Some confusion is caused by a non-Hebrew ‘Gomer’ mentioned in Gen.
10, but that individual lived well over a thousand years before the
Gomer representing Israel of Hosea’s prophecies. Further, the tenth
chapter of Genesis is a geographic representation of nations, rather
than racial, and is allegorical rather than literal. We believe in
taking the Bible literally whenever possible, interpreting allegorically
only when a literal explanation cannot apply, such as is the case here.
It has been shown by scholars that the national relationships found in
Genesis chapter ten do not fit a literal, racial interpretation. For
example, well-respected scholar Dr. Henry Sayce says, “The
tenth chapter of Genesis is ethnographical rather than ethnological. It
does not profess to give an account of the different races of the world
and to separate them one from another according to their various
characteristics. It is descriptive merely, and such races of men as fell
within the horizon of the writer are described from the point of view of
the geographer and not of the ethnologist. The Greeks and Medes, for
example, are grouped along with the Tibarenian and Moschian tribes
because they all alike lived in the north; the Egyptian and the
Canaanite are similarly classed together, while the Semitic Assyrian and
the non-Semitic Elamite are both the children of Shem. We shall never
understand the chapter rightly unless we bear in mind that its main
purpose is geographical. In Hebrew, as in other Semitic languages, the
relation between a mother-state to its colony, or of a town or country
to its inhabitants, was expressed in a genealogical form. The
inhabitants of Jerusalem were regarded as ‘the daughter of
Jerusalem,’ the people of the east were ‘the children’ of the
district to which they belonged.”
(Dr. A. H. Sayce, Races
of the Old Testament, pp. 65-66)
Dr. Sayce points out that this is the reason the South Arabian tribe of
Sheba is listed twice in Genesis 10, once under the designation of Ham
in verse 7, and again listed under Shem in verse
28. The tribe of Sheba originated in the south, but later spread a
colony far to the north which clashed with Assyria in the days of
Tiglath-Pilesar and Shalmanesar. (ibid.,
p. 65-66) Sayce remarks, “When,
therefore, we are told that ‘Canaan
begat Zidon his first-born, and Heth,’ all that is meant is that the
city of Sidon, and the Hittites to whom reference is made, were alike to
be found in the country called Canaan.

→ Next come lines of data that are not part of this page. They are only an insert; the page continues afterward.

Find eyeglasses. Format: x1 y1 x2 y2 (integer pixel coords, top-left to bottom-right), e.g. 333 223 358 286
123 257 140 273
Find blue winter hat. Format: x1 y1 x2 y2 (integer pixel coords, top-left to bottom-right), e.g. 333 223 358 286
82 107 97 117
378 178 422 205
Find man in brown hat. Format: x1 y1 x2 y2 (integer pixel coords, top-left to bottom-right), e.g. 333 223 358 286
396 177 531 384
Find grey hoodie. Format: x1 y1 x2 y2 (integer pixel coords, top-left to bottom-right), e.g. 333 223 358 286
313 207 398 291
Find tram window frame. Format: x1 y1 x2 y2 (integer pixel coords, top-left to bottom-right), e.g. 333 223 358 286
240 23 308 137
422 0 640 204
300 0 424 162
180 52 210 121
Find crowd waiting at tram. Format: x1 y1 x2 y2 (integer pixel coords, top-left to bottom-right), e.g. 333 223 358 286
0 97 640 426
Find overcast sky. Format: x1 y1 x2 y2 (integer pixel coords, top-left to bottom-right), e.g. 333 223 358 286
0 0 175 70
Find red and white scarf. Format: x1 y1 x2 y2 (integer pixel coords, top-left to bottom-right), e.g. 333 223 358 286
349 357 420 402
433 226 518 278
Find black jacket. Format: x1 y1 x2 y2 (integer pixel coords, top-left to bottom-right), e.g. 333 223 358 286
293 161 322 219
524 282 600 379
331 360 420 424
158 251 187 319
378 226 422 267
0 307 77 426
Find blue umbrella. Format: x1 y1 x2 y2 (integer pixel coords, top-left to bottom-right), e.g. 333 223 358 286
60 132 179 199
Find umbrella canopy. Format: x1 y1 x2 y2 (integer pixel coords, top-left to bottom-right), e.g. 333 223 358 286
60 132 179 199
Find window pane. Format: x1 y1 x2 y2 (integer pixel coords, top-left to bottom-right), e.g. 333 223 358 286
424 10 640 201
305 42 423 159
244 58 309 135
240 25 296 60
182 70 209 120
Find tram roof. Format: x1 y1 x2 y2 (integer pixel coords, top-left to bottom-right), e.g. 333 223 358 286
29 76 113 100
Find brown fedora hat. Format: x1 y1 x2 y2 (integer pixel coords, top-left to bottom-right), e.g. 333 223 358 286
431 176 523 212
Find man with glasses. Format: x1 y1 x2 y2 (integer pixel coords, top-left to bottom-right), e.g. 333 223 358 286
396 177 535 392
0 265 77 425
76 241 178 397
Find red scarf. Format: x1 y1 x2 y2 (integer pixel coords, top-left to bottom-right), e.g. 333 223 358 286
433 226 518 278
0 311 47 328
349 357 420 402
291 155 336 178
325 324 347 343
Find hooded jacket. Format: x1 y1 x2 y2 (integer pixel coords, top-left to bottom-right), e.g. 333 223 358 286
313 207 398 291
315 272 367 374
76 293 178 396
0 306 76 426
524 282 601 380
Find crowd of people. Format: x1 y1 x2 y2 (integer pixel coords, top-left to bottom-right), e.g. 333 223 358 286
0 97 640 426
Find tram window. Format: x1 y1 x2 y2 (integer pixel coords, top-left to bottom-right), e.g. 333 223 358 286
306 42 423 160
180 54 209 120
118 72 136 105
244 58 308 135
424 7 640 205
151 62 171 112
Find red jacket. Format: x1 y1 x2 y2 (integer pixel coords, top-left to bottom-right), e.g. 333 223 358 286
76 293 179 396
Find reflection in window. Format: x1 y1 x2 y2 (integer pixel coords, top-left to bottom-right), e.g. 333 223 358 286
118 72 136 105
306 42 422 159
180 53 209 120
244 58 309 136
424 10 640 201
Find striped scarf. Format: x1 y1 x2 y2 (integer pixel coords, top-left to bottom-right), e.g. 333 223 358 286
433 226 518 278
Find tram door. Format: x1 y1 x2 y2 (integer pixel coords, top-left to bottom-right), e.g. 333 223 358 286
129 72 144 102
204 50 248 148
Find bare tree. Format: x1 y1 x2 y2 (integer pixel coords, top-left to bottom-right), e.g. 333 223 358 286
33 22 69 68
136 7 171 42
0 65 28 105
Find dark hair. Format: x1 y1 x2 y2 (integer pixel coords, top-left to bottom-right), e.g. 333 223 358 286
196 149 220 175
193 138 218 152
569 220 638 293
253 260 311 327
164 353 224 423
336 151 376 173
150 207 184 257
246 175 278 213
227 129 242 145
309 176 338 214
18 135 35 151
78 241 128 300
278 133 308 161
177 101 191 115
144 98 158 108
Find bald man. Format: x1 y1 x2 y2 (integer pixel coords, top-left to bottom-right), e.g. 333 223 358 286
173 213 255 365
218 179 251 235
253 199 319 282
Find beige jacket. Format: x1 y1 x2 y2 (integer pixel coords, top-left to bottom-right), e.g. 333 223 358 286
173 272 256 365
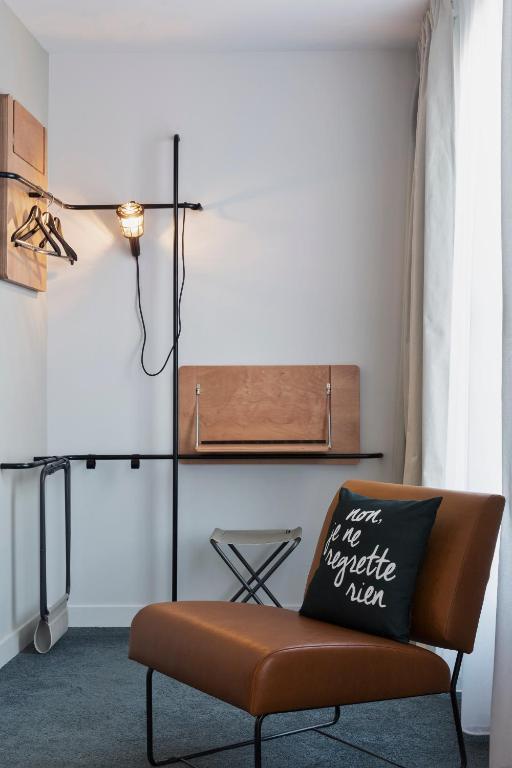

It does not follow that there was
any ethnological kinship between the Phoenician builders of Sidon and
the prognathous Hittites
from the north. Indeed, we know from modern research that there was
none.”
(ibid., p. 66)
Sayce, in fact, reproduces Egyptian drawings of both Phoenicians and
Hittites, showing graphically that there was a dramatic
difference in physical features (and therefore origins) between these
two peoples. Similarly, Assyria, Elam, and Babylonia (Arphaxad) were
called brethren, “not because the natives of them claimed
descent from a common father, but because they occupied the same quarter
of the world.” ( ibid.,
p. 66-67) Ancient races portrayed on Egyptian monuments are shown by
Dr. Sayce in the box above. Clockwise from left top, are a king of the
Hittites (with pigtail), Hittite soldiers, an Israelite, and a chief of
Ganata or Gath, showing Phoenician-Canaanite features.